Stochastic Remote Sensing Event Classification over Adaptive Posture Estimation via Multifused Data and Deep Belief Network

Abstract

Advances in video capturing devices enable adaptive posture estimation (APE) and event classification of multiple human-based videos for smart systems. Accurate event classification and adaptive posture estimation are still challenging domains, although researchers work hard to find solutions. In this research article, we propose a novel method to classify stochastic remote sensing events and to perform adaptive posture estimation. We performed human silhouette extraction using the Gaussian Mixture Model (GMM) and saliency map.
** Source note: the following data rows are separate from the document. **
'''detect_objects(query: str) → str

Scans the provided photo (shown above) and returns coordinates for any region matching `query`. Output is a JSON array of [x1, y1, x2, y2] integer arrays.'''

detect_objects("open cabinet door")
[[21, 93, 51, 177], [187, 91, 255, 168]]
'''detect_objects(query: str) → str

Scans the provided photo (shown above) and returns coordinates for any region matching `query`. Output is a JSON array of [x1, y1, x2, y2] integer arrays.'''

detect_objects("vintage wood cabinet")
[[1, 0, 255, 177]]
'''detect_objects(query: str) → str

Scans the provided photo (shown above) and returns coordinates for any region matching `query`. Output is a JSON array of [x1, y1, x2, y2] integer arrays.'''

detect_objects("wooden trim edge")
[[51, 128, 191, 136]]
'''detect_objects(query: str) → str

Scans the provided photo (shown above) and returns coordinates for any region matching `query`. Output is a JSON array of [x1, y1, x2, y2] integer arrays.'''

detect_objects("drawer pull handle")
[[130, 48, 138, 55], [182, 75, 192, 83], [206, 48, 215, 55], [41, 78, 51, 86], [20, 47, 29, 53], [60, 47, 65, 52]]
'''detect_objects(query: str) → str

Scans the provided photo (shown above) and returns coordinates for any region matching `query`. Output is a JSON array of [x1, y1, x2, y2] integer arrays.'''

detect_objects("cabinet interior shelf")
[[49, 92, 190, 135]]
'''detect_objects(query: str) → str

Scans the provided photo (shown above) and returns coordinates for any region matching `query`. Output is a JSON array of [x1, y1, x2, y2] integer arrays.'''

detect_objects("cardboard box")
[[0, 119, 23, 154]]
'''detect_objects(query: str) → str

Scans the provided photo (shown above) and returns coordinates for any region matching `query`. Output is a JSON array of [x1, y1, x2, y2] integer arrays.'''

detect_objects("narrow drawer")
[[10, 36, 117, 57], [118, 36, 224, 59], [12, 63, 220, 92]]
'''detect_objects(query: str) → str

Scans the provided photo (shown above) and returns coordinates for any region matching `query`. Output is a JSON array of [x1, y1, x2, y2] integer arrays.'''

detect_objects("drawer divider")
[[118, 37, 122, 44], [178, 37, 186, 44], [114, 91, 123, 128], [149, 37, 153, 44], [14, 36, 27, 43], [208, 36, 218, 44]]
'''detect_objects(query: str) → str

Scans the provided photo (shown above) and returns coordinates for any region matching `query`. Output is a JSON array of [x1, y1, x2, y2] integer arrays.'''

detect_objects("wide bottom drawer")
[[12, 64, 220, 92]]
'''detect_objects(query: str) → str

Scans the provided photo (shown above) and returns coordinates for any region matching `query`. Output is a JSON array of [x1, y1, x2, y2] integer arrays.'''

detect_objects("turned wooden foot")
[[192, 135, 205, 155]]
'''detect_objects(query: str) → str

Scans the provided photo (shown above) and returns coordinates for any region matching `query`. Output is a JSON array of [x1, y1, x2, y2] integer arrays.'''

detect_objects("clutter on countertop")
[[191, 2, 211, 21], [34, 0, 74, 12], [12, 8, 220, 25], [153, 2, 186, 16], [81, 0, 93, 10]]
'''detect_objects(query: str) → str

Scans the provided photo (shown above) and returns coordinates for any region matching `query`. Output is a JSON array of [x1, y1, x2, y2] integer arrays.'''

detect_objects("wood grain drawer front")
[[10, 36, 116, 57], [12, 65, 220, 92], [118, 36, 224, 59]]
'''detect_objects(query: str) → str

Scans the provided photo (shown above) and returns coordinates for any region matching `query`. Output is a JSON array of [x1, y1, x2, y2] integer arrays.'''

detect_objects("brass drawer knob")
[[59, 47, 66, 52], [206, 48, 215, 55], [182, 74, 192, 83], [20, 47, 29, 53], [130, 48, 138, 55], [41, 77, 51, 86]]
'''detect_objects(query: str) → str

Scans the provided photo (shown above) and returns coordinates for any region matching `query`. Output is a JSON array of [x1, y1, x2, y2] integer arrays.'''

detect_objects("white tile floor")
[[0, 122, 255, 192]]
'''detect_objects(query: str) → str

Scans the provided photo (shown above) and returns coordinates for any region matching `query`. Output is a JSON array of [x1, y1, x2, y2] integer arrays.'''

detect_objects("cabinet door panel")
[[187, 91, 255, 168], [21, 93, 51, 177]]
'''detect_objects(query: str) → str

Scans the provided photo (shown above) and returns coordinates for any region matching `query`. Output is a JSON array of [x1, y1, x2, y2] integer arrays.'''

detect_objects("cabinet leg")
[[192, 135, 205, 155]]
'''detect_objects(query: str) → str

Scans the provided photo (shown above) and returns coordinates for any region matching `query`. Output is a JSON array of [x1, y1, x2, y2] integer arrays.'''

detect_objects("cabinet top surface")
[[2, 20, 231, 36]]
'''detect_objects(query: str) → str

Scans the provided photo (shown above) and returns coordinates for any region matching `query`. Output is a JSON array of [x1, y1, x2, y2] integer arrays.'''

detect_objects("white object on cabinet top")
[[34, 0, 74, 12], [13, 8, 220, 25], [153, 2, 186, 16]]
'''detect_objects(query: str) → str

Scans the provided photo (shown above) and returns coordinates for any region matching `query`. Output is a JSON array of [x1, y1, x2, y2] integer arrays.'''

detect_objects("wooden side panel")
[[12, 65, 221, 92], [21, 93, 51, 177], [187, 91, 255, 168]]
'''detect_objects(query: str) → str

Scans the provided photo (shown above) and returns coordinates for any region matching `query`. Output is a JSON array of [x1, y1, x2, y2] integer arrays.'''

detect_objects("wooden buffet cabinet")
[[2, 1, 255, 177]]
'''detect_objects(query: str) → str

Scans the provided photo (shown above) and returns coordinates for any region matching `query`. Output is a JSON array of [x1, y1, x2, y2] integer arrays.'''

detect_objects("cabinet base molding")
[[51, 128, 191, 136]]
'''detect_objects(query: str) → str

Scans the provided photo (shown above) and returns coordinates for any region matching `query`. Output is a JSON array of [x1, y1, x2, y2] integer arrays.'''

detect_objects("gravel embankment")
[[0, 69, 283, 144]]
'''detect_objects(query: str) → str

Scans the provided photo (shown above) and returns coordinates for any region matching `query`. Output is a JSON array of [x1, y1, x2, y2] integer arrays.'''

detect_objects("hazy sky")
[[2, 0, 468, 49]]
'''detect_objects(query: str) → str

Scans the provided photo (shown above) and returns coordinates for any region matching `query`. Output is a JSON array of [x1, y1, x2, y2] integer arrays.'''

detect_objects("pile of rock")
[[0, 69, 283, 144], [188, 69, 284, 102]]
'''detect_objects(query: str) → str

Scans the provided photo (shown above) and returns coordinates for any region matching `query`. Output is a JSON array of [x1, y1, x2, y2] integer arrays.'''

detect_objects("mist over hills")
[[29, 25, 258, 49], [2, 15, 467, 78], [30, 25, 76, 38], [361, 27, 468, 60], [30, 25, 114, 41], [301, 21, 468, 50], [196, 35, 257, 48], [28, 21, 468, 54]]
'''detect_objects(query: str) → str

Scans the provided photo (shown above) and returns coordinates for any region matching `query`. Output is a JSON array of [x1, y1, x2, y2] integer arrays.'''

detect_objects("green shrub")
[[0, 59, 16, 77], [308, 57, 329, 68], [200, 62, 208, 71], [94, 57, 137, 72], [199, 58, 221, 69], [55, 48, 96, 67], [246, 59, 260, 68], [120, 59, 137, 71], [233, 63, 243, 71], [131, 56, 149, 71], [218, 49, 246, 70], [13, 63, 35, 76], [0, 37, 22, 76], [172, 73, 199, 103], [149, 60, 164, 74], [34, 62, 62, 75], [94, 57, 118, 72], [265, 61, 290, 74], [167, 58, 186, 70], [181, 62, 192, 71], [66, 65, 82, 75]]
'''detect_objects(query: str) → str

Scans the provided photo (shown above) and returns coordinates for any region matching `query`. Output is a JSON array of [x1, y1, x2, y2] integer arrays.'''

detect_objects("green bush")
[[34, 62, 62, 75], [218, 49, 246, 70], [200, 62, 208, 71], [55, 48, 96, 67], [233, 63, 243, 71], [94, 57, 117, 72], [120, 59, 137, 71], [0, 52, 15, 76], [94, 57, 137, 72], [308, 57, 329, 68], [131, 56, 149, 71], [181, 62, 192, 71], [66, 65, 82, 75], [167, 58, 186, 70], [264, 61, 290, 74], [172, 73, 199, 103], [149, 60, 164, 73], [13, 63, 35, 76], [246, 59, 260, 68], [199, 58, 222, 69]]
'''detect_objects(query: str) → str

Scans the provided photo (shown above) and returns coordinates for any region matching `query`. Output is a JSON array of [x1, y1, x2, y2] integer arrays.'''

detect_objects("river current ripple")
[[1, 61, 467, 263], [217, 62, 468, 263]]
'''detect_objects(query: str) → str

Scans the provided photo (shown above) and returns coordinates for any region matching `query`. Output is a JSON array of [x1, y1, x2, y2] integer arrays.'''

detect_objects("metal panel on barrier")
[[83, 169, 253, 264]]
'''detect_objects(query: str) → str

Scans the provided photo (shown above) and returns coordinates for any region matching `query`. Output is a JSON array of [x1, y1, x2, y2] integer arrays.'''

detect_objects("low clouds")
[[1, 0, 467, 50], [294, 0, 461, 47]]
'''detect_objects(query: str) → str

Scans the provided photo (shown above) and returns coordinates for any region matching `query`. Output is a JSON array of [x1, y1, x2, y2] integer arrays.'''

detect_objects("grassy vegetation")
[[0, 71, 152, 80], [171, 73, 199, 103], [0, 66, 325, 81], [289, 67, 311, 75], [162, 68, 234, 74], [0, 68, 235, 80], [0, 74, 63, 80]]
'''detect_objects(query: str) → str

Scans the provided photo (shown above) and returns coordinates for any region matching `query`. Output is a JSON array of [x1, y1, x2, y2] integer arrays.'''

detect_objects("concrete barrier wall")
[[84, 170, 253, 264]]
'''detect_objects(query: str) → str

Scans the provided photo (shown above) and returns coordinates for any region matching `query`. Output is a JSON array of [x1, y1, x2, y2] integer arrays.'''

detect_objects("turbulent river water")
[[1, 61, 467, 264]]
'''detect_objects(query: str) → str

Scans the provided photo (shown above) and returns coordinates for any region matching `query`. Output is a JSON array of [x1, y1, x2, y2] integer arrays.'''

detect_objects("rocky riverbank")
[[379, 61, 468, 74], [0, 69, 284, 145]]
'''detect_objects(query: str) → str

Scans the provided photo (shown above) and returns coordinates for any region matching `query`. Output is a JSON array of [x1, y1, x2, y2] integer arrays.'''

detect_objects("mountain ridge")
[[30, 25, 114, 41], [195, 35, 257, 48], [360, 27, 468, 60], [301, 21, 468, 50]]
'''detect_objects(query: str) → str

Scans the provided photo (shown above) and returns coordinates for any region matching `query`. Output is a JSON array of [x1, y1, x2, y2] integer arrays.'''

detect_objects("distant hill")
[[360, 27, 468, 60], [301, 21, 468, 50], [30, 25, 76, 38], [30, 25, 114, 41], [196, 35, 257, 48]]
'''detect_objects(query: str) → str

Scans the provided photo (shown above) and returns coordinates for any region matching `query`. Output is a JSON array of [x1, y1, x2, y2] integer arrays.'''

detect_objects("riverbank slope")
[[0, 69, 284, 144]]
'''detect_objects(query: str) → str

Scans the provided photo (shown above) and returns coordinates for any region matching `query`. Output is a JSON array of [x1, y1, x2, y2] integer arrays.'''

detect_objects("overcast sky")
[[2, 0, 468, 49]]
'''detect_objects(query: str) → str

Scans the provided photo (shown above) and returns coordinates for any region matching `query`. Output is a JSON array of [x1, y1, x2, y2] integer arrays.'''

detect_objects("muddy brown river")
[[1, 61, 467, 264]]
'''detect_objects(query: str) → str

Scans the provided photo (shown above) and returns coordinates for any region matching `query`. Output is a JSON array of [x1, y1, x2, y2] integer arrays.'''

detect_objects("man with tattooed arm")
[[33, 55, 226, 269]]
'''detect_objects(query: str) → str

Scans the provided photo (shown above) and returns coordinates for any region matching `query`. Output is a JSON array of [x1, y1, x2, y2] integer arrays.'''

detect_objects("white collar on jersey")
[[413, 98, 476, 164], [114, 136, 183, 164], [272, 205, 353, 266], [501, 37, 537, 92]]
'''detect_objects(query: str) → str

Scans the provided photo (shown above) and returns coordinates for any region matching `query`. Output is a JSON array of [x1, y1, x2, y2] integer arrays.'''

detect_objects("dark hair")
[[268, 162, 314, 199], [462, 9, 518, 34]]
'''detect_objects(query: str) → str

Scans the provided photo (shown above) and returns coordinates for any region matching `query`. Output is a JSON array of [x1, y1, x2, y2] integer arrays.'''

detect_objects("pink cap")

After that, we performed human body part detection and used a unified pseudo-2D stick model for adaptive posture estimation. Multifused data that include energy, 3D Cartesian view, angular geometric, skeleton zigzag and moveable body parts were applied. Using a charged system search, we optimized our feature vector and deep belief network. We classified complex events, which were performed over sports videos in the wild (SVW), Olympic sports, UCF aerial action dataset and UT-interaction datasets. The mean accuracy of human body part detection was 83.57% over the UT-interaction, 83.00% for the Olympic sports and 83.78% for the SVW dataset. The mean event classification accuracy was 91.67% over the UT-interaction, 92.50% for Olympic sports and 89.47% for SVW dataset. These results are superior compared to existing state-of-the-art methods.